Inazuka F, Sugiyama N, Tomita M, Abe T, Shioi G, Esumi H - J. Biol. Chem. (2012)

Bottom Line: Quantitative phosphoproteome analysis of soleus muscle was performed to understand the molecular mechanisms underlying the knock-out phenotype.Nuak1 mRNA was preferentially expressed in highly oxidative tissues such as brain, heart, and soleus muscle.Phosphoproteome analysis revealed that phosphorylation of IRS1 Ser-1097 was markedly decreased in NUAK1-deficient muscle.

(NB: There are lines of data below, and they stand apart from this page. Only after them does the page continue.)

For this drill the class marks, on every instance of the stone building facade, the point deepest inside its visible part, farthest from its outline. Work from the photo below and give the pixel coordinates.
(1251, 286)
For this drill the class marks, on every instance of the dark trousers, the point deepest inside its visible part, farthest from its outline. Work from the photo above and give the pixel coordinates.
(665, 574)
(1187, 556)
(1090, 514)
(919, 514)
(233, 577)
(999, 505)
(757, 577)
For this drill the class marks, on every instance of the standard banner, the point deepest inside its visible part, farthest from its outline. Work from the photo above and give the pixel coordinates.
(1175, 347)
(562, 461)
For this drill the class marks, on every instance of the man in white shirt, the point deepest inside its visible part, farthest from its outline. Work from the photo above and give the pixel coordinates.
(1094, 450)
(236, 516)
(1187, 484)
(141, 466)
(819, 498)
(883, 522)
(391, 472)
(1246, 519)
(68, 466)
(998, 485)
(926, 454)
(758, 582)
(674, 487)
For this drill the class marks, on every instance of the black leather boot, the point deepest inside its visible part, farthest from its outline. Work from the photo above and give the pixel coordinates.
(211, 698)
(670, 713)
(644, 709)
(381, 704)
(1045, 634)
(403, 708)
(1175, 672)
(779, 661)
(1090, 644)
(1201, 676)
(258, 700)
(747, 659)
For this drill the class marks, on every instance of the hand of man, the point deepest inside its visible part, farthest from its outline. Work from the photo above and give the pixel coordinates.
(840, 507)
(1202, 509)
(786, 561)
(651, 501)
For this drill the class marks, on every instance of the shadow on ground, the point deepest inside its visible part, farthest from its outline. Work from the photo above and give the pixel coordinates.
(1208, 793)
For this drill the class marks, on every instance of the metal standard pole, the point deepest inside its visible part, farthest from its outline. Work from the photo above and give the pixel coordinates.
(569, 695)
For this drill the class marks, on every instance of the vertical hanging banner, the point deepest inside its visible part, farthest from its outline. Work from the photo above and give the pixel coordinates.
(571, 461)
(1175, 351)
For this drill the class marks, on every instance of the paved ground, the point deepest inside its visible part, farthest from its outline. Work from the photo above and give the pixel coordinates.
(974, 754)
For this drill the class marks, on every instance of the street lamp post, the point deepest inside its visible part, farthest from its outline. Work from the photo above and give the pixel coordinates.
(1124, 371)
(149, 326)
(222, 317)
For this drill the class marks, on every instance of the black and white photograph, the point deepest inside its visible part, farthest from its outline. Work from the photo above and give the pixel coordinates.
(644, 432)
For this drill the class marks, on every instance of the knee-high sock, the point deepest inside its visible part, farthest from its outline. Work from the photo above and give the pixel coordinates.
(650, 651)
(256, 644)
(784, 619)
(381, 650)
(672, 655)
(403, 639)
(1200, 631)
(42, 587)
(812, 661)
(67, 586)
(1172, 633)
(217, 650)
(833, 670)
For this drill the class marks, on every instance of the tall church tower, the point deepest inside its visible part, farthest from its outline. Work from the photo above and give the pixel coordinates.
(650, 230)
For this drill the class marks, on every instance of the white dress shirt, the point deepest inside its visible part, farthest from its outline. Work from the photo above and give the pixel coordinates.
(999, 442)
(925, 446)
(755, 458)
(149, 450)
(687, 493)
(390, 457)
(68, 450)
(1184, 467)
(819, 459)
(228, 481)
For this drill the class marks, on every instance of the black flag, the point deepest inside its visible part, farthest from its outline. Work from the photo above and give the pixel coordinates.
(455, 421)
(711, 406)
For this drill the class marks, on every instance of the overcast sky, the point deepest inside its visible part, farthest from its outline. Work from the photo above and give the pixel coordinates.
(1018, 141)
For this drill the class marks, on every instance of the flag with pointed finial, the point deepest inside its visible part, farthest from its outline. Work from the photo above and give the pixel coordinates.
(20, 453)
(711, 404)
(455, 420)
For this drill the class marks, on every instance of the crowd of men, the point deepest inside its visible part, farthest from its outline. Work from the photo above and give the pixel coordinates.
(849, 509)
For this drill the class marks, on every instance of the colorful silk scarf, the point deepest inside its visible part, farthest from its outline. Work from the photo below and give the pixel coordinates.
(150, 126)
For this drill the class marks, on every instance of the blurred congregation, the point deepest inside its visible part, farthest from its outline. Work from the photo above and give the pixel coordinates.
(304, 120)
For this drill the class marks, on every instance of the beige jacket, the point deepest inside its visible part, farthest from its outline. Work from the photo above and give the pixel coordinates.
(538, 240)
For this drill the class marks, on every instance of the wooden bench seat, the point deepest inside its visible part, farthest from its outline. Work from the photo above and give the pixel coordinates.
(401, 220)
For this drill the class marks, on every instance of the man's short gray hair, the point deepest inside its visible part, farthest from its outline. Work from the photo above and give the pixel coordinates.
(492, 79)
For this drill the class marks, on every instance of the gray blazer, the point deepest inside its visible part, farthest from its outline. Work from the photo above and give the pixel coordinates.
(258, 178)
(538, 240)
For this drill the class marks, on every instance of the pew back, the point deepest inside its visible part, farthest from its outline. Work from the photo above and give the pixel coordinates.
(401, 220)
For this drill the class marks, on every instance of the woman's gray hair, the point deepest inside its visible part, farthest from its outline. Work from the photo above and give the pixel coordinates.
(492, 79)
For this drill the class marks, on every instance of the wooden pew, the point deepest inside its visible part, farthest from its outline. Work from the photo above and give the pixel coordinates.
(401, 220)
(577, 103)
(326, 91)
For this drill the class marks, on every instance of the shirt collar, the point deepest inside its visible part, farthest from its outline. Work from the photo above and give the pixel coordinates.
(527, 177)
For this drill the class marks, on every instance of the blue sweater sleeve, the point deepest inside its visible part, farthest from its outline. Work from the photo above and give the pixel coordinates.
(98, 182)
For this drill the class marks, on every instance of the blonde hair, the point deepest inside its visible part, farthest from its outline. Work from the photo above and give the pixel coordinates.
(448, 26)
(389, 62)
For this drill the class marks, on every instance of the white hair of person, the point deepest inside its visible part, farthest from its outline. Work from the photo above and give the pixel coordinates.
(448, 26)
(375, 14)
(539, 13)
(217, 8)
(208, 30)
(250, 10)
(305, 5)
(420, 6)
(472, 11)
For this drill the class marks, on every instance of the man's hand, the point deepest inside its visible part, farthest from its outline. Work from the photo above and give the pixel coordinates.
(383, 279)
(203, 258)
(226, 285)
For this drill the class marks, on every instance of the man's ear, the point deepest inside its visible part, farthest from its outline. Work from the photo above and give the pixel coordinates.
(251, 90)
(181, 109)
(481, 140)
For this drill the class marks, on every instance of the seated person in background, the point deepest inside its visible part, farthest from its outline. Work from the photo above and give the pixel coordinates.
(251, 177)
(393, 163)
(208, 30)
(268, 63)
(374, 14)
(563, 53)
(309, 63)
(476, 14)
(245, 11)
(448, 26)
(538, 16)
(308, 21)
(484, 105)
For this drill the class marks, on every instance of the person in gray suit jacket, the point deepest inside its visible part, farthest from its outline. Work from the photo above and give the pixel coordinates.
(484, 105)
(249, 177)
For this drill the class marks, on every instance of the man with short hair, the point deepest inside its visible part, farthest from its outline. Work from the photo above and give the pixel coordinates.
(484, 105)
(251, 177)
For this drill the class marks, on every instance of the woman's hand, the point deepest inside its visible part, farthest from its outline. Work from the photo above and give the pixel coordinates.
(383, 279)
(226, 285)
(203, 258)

View Article: PubMed Central - PubMed

Affiliation: Department of Integrated Biosciences, Graduate School of Frontier Sciences, The University of Tokyo, Kashiwa 277-8561, Japan.

ABSTRACT
NUAK1 is a member of the AMP-activated protein kinase-related kinase family. Recent studies have shown that NUAK1 is involved in cellular senescence and motility in epithelial cells and fibroblasts. However, the physiological roles of NUAK1 are poorly understood because of embryonic lethality in NUAK1 mice. The purpose of this study was to elucidate the roles of NUAK1 in adult tissues. We determined the tissue distribution of NUAK1 and generated muscle-specific NUAK1 knock-out (MNUAK1KO) mice. For phenotypic analysis, whole body glucose homeostasis and muscle glucose metabolism were examined. Quantitative phosphoproteome analysis of soleus muscle was performed to understand the molecular mechanisms underlying the knock-out phenotype. Nuak1 mRNA was preferentially expressed in highly oxidative tissues such as brain, heart, and soleus muscle. On a high fat diet, MNUAK1KO mice had a lower fasting blood glucose level, greater glucose tolerance, higher insulin sensitivity, and higher concentration of muscle glycogen than control mice. Phosphoproteome analysis revealed that phosphorylation of IRS1 Ser-1097 was markedly decreased in NUAK1-deficient muscle. Consistent with this, insulin signaling was enhanced in the soleus muscle of MNUAK1KO mice, as evidenced by increased phosphorylation of IRS1 Tyr-608, AKT Thr-308, and TBC1D4 Thr-649. These observations suggest that a physiological role of NUAK1 is to suppress glucose uptake through negative regulation of insulin signaling in oxidative muscle.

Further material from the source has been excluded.